新型コロナ:後遺症リスク「喫煙者」8.39倍、睡眠の質が悪い人は3.53倍

 新型コロナウイルス感染症(COVID-19、以下、新型コロナ)で無視できないのは、感染者が増えればそれだけ後遺症(罹患後症状、遅延症状)の患者も増えることだ。オミクロンによる第7波の感染者は膨大な数になっているが、英国の研究によれば喫煙者の後遺症リスクは非喫煙者の8.39倍という結果が出た(この記事は2022年9月12日時点の情報に基づいています)。

後遺症患者、オミクロンで激増か

 怪我や病状が改善されて治療を終えてからも何らかの症状が続く、いわゆる後遺症に悩む人は多い。新型コロナでも2020年5月頃から後遺症が問題視され始めたが、日本の厚生労働省が出した手引によれば、新型コロナの後遺症は「3カ月ほどで約2/3は回復」するとしている。

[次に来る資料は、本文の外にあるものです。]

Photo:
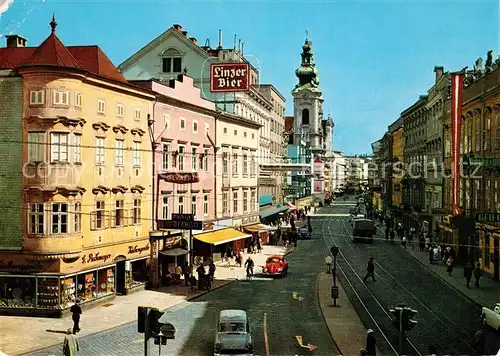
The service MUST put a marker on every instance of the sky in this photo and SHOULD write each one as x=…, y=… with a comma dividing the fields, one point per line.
x=374, y=57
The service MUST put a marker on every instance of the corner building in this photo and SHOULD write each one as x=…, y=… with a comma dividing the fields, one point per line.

 だが、新型コロナに感染した患者の8割以上が、何らかの後遺症に悩まされている(※1)。例えば、英国の研究では退院後の5カ月で10人中2.5人しか完全に回復せず、1年後でもほとんど病状の改善がみられないケースも多いという(※2)。

 後遺症の代表的な症状としては、倦怠感をはじめ、息切れ、味覚・嗅覚の障害、思考力や記憶への影響、脱毛、関節痛などがある。注意しなければならないのは、こうした新型コロナの後遺症が症状の軽かった人でも起きることだ(※3)。茨城県のアンケート調査によれば、無症状者や軽症者でも6割以上に後遺症の症状がみられたという。

生活習慣は後遺症に関係するか

 新型コロナの後遺症は大きな問題になりつつあるが、最近、英国ユニバーシティ・カレッジ・ロンドンの研究グループが新型コロナに過去一回だけ感染した英国の成人1581人(無作為抽出ではない)を対象に、感染の前の月にどんな生活習慣をしていたのかを調べ、後遺症との関係を分析した研究が発表された(※4)。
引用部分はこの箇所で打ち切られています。